The WUP lineup for the Washington & Jefferson game was Mechling (center), Edward House (left guard), Samuel Hill (right guard), George Neale (left tackle), Joe Trees (right tackle), Harvey Evans (right end), Ted Boden (left end), William Gill (right halfback), Joe Sauers (left halfback), Thomas (fullback) and Bert Smyers (quarterback).

| Team | 1 | 2 | Total |
|---|---|---|---|
| WUP | 6 | 0 | 6 |
| • W & J | 12 | 6 | 18 |

==Roster==
The roster of the 1892 Western University of Pennsylvania football team:
- Bert Smyers – (quarterback/captain), the founder of WUP football, graduated in 1893 with a Bachelor of Arts degree. By 1917 he was the vice president of the Pittsburgh Trust Company, treasurer of the General Alumni Association and a member of the Athletic Council. He later practiced law in Pittsburgh.
- R. C. Brown (manager) received his Civil Engineering degree in 1894.
- Dr. Samuel S. Hill (left guard) received his Doctor of Medicine degree in 1894 and became the Superintendent of the State Asylum in Wernersville, Pennsylvania.

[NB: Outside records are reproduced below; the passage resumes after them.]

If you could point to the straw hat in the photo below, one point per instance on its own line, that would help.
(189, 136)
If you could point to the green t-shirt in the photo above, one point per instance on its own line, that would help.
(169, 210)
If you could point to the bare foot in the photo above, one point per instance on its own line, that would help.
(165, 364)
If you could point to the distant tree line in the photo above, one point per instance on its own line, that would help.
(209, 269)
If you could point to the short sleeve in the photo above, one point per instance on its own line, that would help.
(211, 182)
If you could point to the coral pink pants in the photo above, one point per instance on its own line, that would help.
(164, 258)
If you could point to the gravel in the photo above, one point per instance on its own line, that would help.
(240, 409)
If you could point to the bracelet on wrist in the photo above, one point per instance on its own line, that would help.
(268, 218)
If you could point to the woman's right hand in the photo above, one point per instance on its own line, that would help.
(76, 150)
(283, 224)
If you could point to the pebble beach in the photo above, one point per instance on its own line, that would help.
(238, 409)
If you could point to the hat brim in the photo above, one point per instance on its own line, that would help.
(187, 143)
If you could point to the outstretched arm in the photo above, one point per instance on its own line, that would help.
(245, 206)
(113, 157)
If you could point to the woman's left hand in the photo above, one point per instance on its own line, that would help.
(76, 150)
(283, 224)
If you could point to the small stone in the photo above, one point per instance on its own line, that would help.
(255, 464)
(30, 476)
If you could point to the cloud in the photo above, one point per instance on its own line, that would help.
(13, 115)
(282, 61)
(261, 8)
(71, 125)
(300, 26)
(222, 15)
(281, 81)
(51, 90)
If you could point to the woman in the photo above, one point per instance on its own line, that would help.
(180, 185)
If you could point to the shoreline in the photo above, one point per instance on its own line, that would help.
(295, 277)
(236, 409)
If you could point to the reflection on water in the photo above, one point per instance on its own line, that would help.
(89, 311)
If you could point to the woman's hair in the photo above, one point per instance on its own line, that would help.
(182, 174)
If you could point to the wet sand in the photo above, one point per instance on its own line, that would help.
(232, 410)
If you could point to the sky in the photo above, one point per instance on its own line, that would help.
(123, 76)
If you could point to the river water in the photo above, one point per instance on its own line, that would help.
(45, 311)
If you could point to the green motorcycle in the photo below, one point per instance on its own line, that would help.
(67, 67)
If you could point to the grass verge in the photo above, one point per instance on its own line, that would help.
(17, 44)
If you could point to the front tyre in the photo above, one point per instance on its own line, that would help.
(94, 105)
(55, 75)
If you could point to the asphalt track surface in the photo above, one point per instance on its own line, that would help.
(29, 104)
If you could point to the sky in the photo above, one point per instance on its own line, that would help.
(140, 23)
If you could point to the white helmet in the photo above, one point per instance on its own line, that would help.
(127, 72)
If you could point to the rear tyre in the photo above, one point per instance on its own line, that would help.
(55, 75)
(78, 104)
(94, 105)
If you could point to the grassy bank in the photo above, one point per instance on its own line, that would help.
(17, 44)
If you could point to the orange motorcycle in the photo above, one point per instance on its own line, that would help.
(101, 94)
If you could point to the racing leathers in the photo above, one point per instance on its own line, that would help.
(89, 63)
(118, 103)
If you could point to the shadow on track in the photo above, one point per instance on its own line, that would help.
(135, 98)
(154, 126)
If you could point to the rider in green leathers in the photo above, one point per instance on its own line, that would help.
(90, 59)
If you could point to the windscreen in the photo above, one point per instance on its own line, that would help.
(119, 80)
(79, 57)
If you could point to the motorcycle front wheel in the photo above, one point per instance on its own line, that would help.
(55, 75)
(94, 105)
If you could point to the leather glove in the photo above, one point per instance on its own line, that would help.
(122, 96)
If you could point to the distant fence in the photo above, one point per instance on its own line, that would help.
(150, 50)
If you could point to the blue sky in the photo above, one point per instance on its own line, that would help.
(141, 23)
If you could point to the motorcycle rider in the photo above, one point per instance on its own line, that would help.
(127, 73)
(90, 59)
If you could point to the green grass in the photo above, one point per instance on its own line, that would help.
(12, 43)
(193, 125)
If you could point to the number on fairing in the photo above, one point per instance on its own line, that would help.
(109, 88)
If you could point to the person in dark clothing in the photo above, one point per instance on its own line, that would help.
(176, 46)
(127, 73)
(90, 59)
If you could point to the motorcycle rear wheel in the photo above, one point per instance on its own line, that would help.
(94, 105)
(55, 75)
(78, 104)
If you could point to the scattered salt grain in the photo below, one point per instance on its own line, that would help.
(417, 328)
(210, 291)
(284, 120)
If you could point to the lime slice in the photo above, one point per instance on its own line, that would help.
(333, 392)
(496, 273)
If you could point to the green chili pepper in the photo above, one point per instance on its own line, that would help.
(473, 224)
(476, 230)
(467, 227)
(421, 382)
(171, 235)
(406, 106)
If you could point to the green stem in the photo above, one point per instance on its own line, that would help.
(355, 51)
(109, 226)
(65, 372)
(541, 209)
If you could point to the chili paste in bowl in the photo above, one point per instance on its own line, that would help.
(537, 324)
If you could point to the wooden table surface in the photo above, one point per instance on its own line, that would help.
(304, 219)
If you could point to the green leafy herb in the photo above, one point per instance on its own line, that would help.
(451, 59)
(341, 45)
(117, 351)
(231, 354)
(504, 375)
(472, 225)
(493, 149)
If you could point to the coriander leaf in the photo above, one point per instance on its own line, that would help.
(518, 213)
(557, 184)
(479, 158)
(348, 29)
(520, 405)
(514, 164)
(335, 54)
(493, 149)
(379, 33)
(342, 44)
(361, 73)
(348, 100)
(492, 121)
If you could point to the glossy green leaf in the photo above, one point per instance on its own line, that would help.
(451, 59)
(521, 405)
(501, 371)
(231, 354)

- Joe Trees (right tackle) received his Mechanical Engineering degree in 1895. Mr. Trees was WUP's first scholarship player. He was recruited from Indiana Normal. He struck it rich in the oil business and was most generous to his alma mater. He donated the money for the original Trees Gymnasium and Trees Field. Presently two facilities on campus bear his name – Trees Hall and Trees Field.
- George Neale (left tackle) received his Associate College degree in 1895.
- J. Harvey Evans (right end) received his Engineering degree in 1895. He was the Assistant Treasurer of the Union Trust Company in Pittsburgh.
- Dudley D. DuBarry (left end) graduated with an Associate Engineering degree in 1895. He also played on the 1890 team and part of the State College game in 1893. He worked for the American Steel and Wire Company in Pittsburgh.
- Frederick E. Boden – (right halfback) graduated with an Associate Engineering degree in 1892.
- Floyd Rose – (left halfback) was a three sport star at WUP – baseball, track and football. He received his degree from the college in 1896 and earned a degree in metallurgical engineering in 1911. He was president of Floyd Rose & Company, consulting engineers, in Pittsburgh.
- Gardner Steele – (fullback) attended school three years but did not graduate. He was a sprinter and co-held the 100 yd dash record of 10.5 seconds until 1915. He was a successful oil operator and made a fortune in the Southwestern fields.
- Harry S. Calvert – (right guard) received his Bachelor of Arts degree in 1893 and his master's degree in 1895. He was the president of the Elyria Enameled Products Company of Pittsburgh.
- George H. Calvert – (fullback) graduated with a degree in civil engineering in 1893 and later studied law, earning his L.L.B. in 1897. He set up practice in Pittsburgh.
- William Gill – (right halfback) was also a sprinter and held the 440 record (51 seconds) for some years. He graduated in 1893 with a Bachelor of Arts degree and earned his master's degree in 1896. He obtained his law degree and settled in Pittsburgh.
- Edward B. House – (left guard) attended WUP only one year before transferring to the University of Michigan. He graduated with an Electrical Engineering degree in 1896 and later taught at the State Agricultural College in Fort Collins, Colorado.
- Albert A. Marshall (lineman) received his Bachelor of Philosophy degree in 1894.
- Joe Sauers (left halfback) received his Associate College degree in 1892.
- J.W. Boyce (halfback) received his Medical degree in 1892.